Graphing Calculator spends most of its time doing calculations affectionately refered to as embarrassingly parallel. Evaluating 2D inequalities, for example, might be thought of in terms of evaluating a function separately at every point on the screen. Divide the screen geometry into pieces for each thread and you're done. It's not quite that simple, though.
You could divided the screen into even and odd pixels, for example. That might make sense in terms of load-balancing, since it might be easier to do computations in different places. But, though each pixel is conceptually independent, adjacent pixels are in nearby memory and share cache lines resulting in memory contention, cache-line ping-pong, and much slower parallel execution from the communication overhead of maintaining cache coherency. Similarly, dividing the screen into vertical bands may result in unintended cache-line sharing depending on the widths of the bands and the width of the cache lines. Dividing the screen along horizontal scan lines limits the cache-line sharing to where the end of one block and the beginning of the next block. This is a common issue in designing for performance. Seemingly symmetric choices (like the order of nested loops) can affect performance orders of magnitude due to undlerlying low-level details of a machine's memory cache hierarchy.

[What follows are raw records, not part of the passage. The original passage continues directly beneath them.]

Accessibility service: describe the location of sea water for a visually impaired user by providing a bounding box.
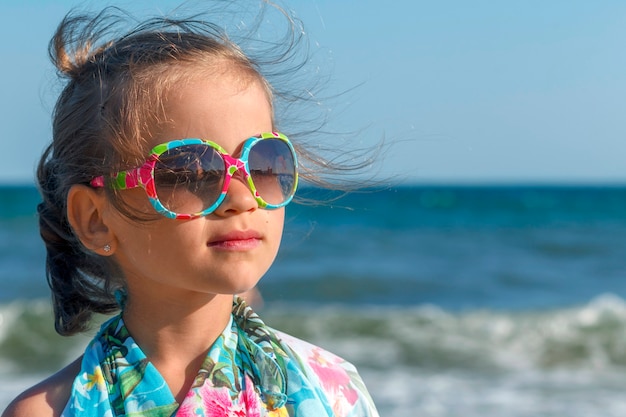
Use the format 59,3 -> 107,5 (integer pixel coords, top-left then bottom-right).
0,186 -> 626,417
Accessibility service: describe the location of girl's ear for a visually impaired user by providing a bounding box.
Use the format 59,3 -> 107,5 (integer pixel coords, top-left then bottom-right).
67,184 -> 116,256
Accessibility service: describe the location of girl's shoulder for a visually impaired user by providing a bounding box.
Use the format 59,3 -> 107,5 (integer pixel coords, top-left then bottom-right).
272,329 -> 378,417
2,356 -> 82,417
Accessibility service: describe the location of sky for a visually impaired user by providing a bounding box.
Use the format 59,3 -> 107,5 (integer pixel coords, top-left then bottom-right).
0,0 -> 626,184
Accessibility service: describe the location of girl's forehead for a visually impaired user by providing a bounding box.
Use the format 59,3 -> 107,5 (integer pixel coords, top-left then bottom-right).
147,74 -> 273,153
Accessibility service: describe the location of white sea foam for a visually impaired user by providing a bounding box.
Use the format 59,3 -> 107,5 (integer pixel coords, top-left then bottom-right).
0,295 -> 626,417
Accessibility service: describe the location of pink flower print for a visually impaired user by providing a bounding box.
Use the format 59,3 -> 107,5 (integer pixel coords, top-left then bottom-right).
309,348 -> 359,417
240,375 -> 261,417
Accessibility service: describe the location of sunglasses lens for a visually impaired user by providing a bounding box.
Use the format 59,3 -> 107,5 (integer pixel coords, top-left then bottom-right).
154,145 -> 225,213
248,139 -> 296,205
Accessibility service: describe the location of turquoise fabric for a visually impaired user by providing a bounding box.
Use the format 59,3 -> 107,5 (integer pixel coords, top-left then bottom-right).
62,297 -> 378,417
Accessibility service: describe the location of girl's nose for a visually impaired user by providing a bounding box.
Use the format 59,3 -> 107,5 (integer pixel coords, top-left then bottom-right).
214,170 -> 259,216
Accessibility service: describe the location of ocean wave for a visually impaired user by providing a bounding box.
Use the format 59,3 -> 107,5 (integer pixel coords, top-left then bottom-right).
0,294 -> 626,374
6,294 -> 626,417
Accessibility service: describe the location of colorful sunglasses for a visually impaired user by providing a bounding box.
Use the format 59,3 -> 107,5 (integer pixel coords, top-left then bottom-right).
90,132 -> 298,219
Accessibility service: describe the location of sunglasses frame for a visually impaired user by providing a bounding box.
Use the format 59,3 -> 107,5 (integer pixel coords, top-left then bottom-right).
89,132 -> 298,220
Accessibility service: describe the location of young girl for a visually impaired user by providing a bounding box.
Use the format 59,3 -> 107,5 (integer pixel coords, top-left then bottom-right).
3,3 -> 377,417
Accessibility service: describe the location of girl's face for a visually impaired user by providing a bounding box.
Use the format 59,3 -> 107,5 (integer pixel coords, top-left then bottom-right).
109,73 -> 284,302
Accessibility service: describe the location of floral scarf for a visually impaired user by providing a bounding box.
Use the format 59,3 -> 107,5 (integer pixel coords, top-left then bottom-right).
61,297 -> 378,417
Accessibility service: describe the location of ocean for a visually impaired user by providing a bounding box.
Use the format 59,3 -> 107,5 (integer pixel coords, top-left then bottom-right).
0,185 -> 626,417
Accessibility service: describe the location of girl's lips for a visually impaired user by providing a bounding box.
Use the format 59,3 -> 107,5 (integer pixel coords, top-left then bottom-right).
207,230 -> 262,251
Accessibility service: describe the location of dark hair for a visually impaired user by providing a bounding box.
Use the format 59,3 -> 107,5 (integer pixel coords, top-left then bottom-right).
37,2 -> 372,335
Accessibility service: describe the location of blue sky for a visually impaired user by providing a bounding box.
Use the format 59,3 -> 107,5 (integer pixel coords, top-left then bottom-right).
0,0 -> 626,183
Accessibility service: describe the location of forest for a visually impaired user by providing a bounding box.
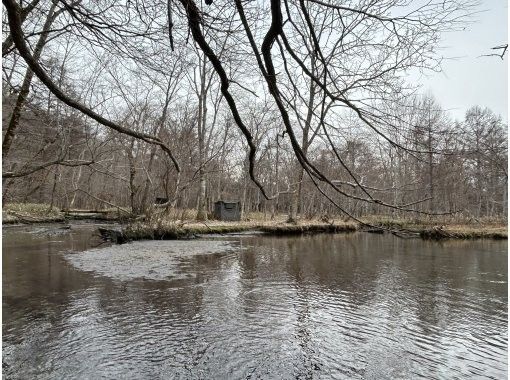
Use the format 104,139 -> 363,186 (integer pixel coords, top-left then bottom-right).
2,0 -> 508,222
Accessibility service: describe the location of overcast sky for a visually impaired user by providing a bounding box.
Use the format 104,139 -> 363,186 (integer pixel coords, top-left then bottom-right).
419,0 -> 508,122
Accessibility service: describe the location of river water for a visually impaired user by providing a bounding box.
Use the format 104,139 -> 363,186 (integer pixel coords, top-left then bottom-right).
2,226 -> 508,379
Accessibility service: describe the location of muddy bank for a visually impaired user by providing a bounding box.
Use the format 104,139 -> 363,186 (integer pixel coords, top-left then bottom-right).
100,222 -> 358,243
95,221 -> 508,244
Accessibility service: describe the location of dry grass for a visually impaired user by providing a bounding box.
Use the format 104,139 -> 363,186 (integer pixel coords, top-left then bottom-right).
123,220 -> 357,240
2,203 -> 64,223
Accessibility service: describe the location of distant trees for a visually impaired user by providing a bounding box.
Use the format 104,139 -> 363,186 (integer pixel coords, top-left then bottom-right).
2,0 -> 507,221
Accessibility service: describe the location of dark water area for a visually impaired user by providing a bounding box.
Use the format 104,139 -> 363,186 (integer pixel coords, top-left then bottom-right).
2,226 -> 508,379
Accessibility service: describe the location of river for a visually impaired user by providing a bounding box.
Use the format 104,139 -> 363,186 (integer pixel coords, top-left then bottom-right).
2,225 -> 508,379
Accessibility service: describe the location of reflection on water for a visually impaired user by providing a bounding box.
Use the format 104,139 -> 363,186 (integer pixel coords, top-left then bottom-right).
3,227 -> 508,379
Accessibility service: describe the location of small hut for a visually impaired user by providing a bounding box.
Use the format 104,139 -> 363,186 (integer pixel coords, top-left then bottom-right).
214,201 -> 241,221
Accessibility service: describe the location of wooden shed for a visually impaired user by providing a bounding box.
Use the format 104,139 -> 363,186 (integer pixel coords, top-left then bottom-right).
214,201 -> 241,221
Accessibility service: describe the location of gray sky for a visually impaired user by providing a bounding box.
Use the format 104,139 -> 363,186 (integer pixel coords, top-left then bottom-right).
419,0 -> 508,122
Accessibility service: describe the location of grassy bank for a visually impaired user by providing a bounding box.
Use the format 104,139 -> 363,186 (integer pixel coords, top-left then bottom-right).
2,203 -> 508,241
2,203 -> 125,224
2,203 -> 65,224
362,216 -> 508,240
116,221 -> 357,240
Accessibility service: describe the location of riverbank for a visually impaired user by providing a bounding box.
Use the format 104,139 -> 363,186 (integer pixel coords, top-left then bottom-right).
102,220 -> 508,243
2,203 -> 125,225
2,203 -> 508,242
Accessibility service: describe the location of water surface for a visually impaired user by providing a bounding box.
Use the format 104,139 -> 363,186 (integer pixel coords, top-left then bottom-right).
2,226 -> 508,379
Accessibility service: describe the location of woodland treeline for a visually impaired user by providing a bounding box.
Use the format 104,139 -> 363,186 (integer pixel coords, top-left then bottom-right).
2,0 -> 508,220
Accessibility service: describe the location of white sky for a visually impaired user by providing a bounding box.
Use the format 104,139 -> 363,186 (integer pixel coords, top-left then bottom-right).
419,0 -> 508,122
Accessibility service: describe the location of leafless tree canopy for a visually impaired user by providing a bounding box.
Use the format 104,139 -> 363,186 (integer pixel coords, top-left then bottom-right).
2,0 -> 507,220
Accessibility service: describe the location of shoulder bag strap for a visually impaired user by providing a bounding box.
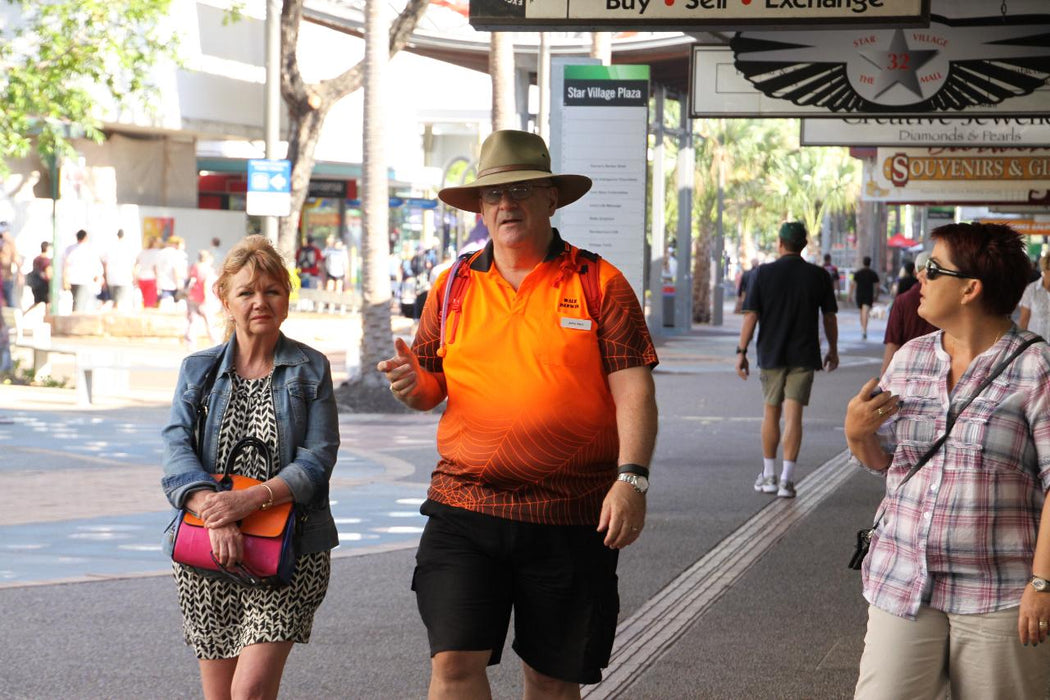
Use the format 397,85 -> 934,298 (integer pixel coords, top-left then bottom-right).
193,351 -> 226,464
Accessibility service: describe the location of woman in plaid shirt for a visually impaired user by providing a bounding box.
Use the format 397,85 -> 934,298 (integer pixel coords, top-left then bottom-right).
845,224 -> 1050,699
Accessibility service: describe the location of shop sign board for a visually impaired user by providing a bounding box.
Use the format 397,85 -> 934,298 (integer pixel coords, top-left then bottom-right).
862,148 -> 1050,203
470,0 -> 930,31
245,158 -> 292,216
799,116 -> 1050,148
551,64 -> 649,304
690,0 -> 1050,118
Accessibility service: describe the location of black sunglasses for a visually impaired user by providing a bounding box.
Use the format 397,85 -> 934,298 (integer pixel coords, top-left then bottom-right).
923,258 -> 978,279
481,183 -> 553,205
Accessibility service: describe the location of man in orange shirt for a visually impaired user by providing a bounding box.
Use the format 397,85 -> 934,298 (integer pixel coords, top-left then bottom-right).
378,130 -> 657,698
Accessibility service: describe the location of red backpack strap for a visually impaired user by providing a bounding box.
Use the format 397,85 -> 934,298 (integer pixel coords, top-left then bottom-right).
576,248 -> 602,322
438,250 -> 484,357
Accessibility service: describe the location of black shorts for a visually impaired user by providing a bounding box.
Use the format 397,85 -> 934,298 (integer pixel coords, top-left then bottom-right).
412,501 -> 620,683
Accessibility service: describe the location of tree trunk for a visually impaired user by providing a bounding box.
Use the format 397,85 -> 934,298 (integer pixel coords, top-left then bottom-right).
345,0 -> 401,410
590,31 -> 612,66
693,229 -> 711,323
488,31 -> 521,130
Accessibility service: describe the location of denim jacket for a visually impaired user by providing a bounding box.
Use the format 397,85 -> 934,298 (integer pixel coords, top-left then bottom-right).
162,334 -> 339,554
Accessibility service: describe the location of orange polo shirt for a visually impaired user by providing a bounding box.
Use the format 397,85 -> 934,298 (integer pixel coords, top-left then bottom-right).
413,231 -> 657,525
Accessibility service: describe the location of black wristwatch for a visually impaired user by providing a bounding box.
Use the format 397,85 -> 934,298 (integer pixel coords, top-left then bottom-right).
616,464 -> 649,479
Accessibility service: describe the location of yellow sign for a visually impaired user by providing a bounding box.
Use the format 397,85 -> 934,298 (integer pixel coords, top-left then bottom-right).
980,218 -> 1050,236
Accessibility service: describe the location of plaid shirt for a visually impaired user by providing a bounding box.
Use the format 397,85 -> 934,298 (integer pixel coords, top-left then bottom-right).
863,326 -> 1050,619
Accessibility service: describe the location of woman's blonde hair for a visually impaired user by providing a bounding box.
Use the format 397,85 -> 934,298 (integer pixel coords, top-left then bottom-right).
215,235 -> 292,340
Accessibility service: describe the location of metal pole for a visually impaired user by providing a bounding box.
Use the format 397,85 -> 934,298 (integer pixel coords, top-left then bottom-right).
649,85 -> 667,336
711,134 -> 726,325
263,0 -> 280,243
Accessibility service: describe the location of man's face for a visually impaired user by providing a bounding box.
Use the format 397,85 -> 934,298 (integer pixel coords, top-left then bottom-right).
479,179 -> 558,248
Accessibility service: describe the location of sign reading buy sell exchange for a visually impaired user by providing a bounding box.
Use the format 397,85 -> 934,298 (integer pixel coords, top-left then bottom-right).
470,0 -> 929,30
691,0 -> 1050,116
863,148 -> 1050,203
551,65 -> 649,304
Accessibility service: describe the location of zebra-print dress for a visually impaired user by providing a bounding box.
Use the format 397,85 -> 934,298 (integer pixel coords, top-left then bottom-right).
174,374 -> 332,659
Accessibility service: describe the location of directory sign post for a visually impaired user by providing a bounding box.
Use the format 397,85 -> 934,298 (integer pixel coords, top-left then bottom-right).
245,160 -> 292,216
551,64 -> 649,298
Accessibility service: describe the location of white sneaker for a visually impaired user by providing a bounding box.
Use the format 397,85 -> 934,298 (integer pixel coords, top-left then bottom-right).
755,473 -> 777,493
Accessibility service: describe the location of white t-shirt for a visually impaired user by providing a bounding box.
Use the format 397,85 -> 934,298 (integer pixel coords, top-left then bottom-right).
102,240 -> 135,287
1021,278 -> 1050,338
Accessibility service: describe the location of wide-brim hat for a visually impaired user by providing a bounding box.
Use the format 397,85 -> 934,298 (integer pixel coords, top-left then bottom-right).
438,129 -> 591,213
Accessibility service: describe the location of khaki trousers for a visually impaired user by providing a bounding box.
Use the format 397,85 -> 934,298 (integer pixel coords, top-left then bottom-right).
854,606 -> 1050,700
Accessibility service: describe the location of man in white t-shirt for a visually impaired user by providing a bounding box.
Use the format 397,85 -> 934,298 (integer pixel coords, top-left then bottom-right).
1017,253 -> 1050,338
62,229 -> 102,311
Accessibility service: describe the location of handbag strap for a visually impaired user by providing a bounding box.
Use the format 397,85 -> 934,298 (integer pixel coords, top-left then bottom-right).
223,436 -> 273,480
193,352 -> 226,463
872,336 -> 1046,528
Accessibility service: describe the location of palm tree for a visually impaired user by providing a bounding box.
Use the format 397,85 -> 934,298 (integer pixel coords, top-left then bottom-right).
488,31 -> 521,130
277,0 -> 429,259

Graphing Calculator uses interval arithmetic to speed up drawing inequalities so that it doesn't always have to evaluate the function at every point on screen. GC starts by evaluating the interval extension of the function once over a rectangular interval spanning the domain visible. The interval evaluation can act as a proof that the function is true or false everywhere on that interval. Otherwise, GC subdivides the rectangle into two pieces and recurses. For simple functions, large areas of the screen are evaluated and drawn quickly. This introduces a challenge for load balancing given the simple decomposition into horizontal strips. The top half of the screen evaluated in one thread may take only a single interval function evaluation and complete quickly, while the bottom half of the screen may take much much longer to computer. One could attempt to share the work between threads at the level of the recursive subdivision step in this divide-and-conquer algorithm. I suspect that memory sharing or lock contention for the list of rectangles to-be-computed could become an issue, but I would have to experiment and measure to be sure.